Bu satırları okurken Veliaht Prens Muhammed bin Selman, Amerikan yönetiminin en önemli üyesi olan ABD Başkanı Donald Trump’la görüşmek için ABD’nin başkenti Washington’a ulaşmış olacak. Bu kapsamda ekonomik, teknik, araştırma ve eğitim alanlarında görüşmeler yapmak için New York, Boston, Houston, Los Angeles ve Seattle şehirlerine bir gezi düzenlenecek.
Suudi Arabistan ve ABD’yi birbirine bağlayan önemli bir durum var. Suudiler, ABD ile olan yakın ilişkilerin değerini çok iyi biliyor.
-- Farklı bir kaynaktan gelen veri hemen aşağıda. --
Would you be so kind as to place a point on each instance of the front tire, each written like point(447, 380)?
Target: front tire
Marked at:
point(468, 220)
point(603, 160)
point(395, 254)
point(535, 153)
Petrolün ortaya çıkışıyla meydana gelen ekonomik sıçrayış, Amerikan şirketlerine bağlıydı. Suudi Arabistan Hava Yolları’nın gelişimi, TWA Amerikan havayolu şirketinin gözetiminde gerçekleşti. Suudi Arabistan’ın Arap dünyasındaki en önemli hastanesi olan Kral Faysal Hastanesi, ABD yönetim sisteminin gözetimindeydi. Aynı şekilde Suudi Arabistan’ın en önemli kadroları, ABD’nin farklı üniversitelerinde eğitim almaları için gönderildi. Bu kadrolar, deneyim kazanarak geri döndüler ve ülkenin çalışma atmosferinin ve ekonominin gelişmesine katkı sağladılar. Ülkedeki en önemli iki sanayi merkezi olan el-Cübeyl ve Yenbu şehirleri, ABD’nin tecrübesiyle planlanıp uygulamaya konuldu. Bu deneyim, inanılmaz bir şekilde başarılı oldu.
Amerikan hizmet, mal ve markaları, nesiller boyu istisnai bir yere sahip oldu. ABD, turizm ve tedavi alanında ilham kaynağı olmaya devam ediyor.
Suudi Arabistan’ın kurucusu Kral Abdülaziz’in ABD Başkanı Roosevelt’le ilk görüşmesinden bu yana Suudi Arabistan, ABD’ye ABD de Suudi Arabistan’a oynuyor. Siyasi gelgitlere rağmen aralarında önemli bir ilişki tesis edildi. İki ülkenin birbirine yakınlaştığı zamanlarda bu durum, yeni ekonomi çeşidinin yanı sıra ekonomik istikrara yansıdı.
ABD, hala en önemli dünya devletlerinden birisidir. ABD, sınırsız yenilikler aracılığıyla ekonomik hayalin öncüsüdür. Yeni ekonomi dünyasını işgal eden en önemli isimlere baktığımızda hepsinin Amerikalı olduğunu görürüz. Çünkü ABD, yenilikçi ve en güçlüdür. ABD, yatırımı zincirlerinden kurtarıyor. ABD, dünyadaki en önemli aktif güçlerden birisidir. Eğitimden tıbba, sanayiye, tekniğe, taşımacılığa ve ulaşıma kadar her alanda egemen konumdadır.
İngiltere, Avustralya, Kanada ve Almanya gibi devletler, ABD ile olan özel ilişkilerinden faydalandılar. Batının kültürel derinliğine bakıldığında bu durum, net bir şekilde görülecektir. Fakat Japonya, İsrail ve Güney Kore gibi devletler ise, pek çok sektöre yansıyan çeşitli alanlarda bu ilişkiyi başarı ve ayrıcalığa dönüştürdüler.
Prens Muhammed bin Selman’ın ABD’deki programıyla ilgili söylentilere göre Veliaht Prens’in programının benzeri görülmemiş anlaşmalarla dolu olduğu görülüyor. Bu da dünyadaki en önemli ekonomiyle olan nitelikli bağı artırabilir. Belki de bu durum, petrole bağımlılıktan kurtulmak için Suudi Arabistan ekonomisinde istenilen nitelikli değerleri gerçekleştirmeye yardım edebilir. Çünkü Suud ekonomisi, uzun bir süre petrolün esiri olarak kaldı.